Jazz and blues were the coolest things in UK 50s for a music loving teen ager. Poor, sure. As almost everyone in those days. Therefore maybe somehow genial, as when he turned a banjo into a snare drum, yes.
And as both the money flow and the drum kits in rock grew bigger and bigger, Watts sat always there behind his simple, small set.
Charlie was holding the group together better than anyone else could have done. With pace, but also with flexible, amazing dynamics where the songs benefited from that. Jazz school, musically.
Keeping himself far away from the pursuit of eternal youth and the excesses of the rest of the band, he was nevertheless able to throw an elegant punch in the face of his companion Mick in case of need. Wembley post World War II prefab area, socially.

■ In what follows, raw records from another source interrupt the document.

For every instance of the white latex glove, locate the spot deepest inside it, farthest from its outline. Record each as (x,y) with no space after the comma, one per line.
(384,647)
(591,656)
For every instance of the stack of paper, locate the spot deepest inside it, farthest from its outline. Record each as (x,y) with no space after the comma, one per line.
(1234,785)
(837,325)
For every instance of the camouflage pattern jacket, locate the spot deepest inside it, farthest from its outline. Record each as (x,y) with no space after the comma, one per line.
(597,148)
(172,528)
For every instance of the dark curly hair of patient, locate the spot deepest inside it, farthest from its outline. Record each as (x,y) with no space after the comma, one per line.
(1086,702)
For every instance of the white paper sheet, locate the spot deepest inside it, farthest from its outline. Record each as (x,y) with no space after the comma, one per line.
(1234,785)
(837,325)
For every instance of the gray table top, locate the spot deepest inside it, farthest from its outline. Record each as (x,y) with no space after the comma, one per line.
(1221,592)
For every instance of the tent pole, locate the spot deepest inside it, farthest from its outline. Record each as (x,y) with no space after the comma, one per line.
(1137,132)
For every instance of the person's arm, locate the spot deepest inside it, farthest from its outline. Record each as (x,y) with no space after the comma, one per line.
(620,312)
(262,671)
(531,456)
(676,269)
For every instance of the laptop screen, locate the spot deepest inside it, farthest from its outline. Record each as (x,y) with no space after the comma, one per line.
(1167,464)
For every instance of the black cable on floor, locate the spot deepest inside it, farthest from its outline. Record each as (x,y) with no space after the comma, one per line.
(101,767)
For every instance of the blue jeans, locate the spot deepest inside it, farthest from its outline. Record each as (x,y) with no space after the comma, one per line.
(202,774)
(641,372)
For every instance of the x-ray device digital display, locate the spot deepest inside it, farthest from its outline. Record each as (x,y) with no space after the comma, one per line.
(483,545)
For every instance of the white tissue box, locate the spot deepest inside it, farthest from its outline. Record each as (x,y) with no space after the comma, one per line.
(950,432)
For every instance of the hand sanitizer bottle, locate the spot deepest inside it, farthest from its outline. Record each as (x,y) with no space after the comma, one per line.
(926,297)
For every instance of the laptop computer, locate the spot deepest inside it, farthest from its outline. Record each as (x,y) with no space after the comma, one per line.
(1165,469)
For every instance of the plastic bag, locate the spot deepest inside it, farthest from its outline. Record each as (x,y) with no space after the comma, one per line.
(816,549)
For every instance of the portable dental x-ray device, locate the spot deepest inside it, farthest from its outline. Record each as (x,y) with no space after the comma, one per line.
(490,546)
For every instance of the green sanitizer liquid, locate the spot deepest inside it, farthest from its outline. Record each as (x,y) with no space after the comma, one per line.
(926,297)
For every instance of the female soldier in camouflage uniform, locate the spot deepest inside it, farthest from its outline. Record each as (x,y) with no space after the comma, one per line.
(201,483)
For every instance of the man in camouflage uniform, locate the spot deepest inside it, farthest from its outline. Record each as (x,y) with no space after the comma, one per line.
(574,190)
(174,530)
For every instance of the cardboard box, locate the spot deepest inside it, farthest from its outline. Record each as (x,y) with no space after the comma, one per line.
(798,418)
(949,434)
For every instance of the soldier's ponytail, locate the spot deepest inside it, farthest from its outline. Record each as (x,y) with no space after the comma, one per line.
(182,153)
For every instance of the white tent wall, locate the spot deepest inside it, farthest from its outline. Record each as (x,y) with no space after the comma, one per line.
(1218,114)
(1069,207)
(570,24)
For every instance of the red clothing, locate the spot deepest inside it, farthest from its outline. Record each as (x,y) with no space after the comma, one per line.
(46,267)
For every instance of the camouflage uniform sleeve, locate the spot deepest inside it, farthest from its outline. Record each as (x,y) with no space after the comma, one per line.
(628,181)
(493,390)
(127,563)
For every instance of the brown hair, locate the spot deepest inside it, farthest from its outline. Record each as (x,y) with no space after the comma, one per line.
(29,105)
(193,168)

Drummers. They rarely get the full attention when bands are on top. Then they leave and the bands quit or almost. Think about Led Zep, the Who, the Clash etc
Now Charlie Watts is no longer one of rock’s immortals. And that’s the shock. The Rolling Stones have been the symbol of rock’s seemingly eternal life. The passing of Charlie Watts is the end of an era. It’s the treason of a totem, an offense to the gods, a brutal interruption of a faith as irrational as it was cozy and warm. Will the Stones go on? Not the same way, although Jagger & Richards may well find themselves playing until they plunge.
Charlie’s death rang like an alarm clock, loud as a bomb of ’41. This may have woken up some of those who, hypnotized by the greatness of what it was, do not realize that the life of rock as we know it is today endangered. Retromania filling theaters with tribute bands, charts topped by bands sounding like 30 years ago, no future.
At the same time it is the chilling realization that the lifespan of what we called rock culture seems like doomed to an end and survives clinging to the longevity of its celebrated myths. And good old myths die every day, even the biggest ones, immortals included.
Remember when in a Monty Python’s return to the scene commercial sketch, Jagger sat solemnly on a sofa and complained about the phenomenon of “wrinkly old men trying to relive their youth and make a load of money with only old numbers“? Next to him lay Charlie Watts, stealing the scene with his eyes rolled up to the sky.
The Rolling Stones will never be the same without him and the world will never be the same without the Stones.